Need help changing RNA-seq code from histat aligner into Star aligner please.
0
0
Entering edit mode
2.7 years ago

I need help converting histat aligner into star aligner for this script. Please let me know what I could do. Link to the full code is here: https://github.com/JustinGibbons/USF_Omics_Hub/blob/master/RNA-Seq_Pipeline/rna_seq_pipeline.py

def write_out_hisat_array_slurm_file(arguments_file,outfile="hisat_array_commands.sh"):
"""Uses data from input file to write out the hisat commands as an array job"""

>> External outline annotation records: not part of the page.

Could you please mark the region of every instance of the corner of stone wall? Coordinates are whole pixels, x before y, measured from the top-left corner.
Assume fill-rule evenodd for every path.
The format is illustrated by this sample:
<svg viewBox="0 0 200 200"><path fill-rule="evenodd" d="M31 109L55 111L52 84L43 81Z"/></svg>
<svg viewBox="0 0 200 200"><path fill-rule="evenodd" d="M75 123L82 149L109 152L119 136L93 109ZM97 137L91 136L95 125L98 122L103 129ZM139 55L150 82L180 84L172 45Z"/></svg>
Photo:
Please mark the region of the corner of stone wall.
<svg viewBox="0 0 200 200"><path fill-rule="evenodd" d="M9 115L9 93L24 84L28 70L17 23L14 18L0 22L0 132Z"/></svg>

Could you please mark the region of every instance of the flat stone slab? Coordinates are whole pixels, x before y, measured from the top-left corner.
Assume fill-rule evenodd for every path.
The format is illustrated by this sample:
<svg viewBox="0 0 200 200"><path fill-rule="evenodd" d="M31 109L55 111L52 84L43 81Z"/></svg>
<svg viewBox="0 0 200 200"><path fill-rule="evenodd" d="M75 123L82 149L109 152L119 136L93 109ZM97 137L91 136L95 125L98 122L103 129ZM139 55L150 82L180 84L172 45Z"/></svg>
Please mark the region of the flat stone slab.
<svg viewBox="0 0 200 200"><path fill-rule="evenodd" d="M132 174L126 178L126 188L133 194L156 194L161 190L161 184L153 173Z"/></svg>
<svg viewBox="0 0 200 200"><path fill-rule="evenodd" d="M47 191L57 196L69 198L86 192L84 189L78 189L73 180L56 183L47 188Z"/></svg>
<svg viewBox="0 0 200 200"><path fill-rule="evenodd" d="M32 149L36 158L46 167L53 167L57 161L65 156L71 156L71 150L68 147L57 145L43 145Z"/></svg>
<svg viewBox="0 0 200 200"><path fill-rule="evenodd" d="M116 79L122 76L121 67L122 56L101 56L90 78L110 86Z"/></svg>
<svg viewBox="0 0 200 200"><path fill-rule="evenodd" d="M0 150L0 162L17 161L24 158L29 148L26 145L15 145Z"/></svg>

#hisat_array_name="hisat_array"
#sam_array="sam_array" I don't think I need this for right now
samtools_sort_array_name="samtools_sort_array"
#bam_array="bam_array" I don't think I need this for anything right now
workdir=arguments_dic["main_output_dir"]
print workdir
#Create the directory for the alignment files
alignment_dir="Alignments"
os.mkdir(workdir+"/"+alignment_dir)
#Dictionary pointing from sample names to reads
if "Data_Paired_End" not in arguments_dic:
data_paired_end=True
else:
data_paired_end=arguments_dic["Data_Paired_End"]
if data_paired_end=="TRUE" or data_paired_end=="true" or data_paired_end=="True" or data_paired_end=="T":
data_paired_end=True
else:
data_paired_end=False

#List of slurm options to be written on their own lines
time=":".join([arguments_dic["hours"],arguments_dic["minutes"],"00"]),
mem=arguments_dic["mem"],
mail_user=arguments_dic["email_to_send_output_to"],submit_to_rra=arguments_dic["submit_to_rra"])

time=":".join([arguments_dic["hours"],arguments_dic["minutes"],"00"]),
mem=arguments_dic["mem"],
mail_user=arguments_dic["email_to_send_output_to"],submit_to_rra=arguments_dic["submit_to_rra"])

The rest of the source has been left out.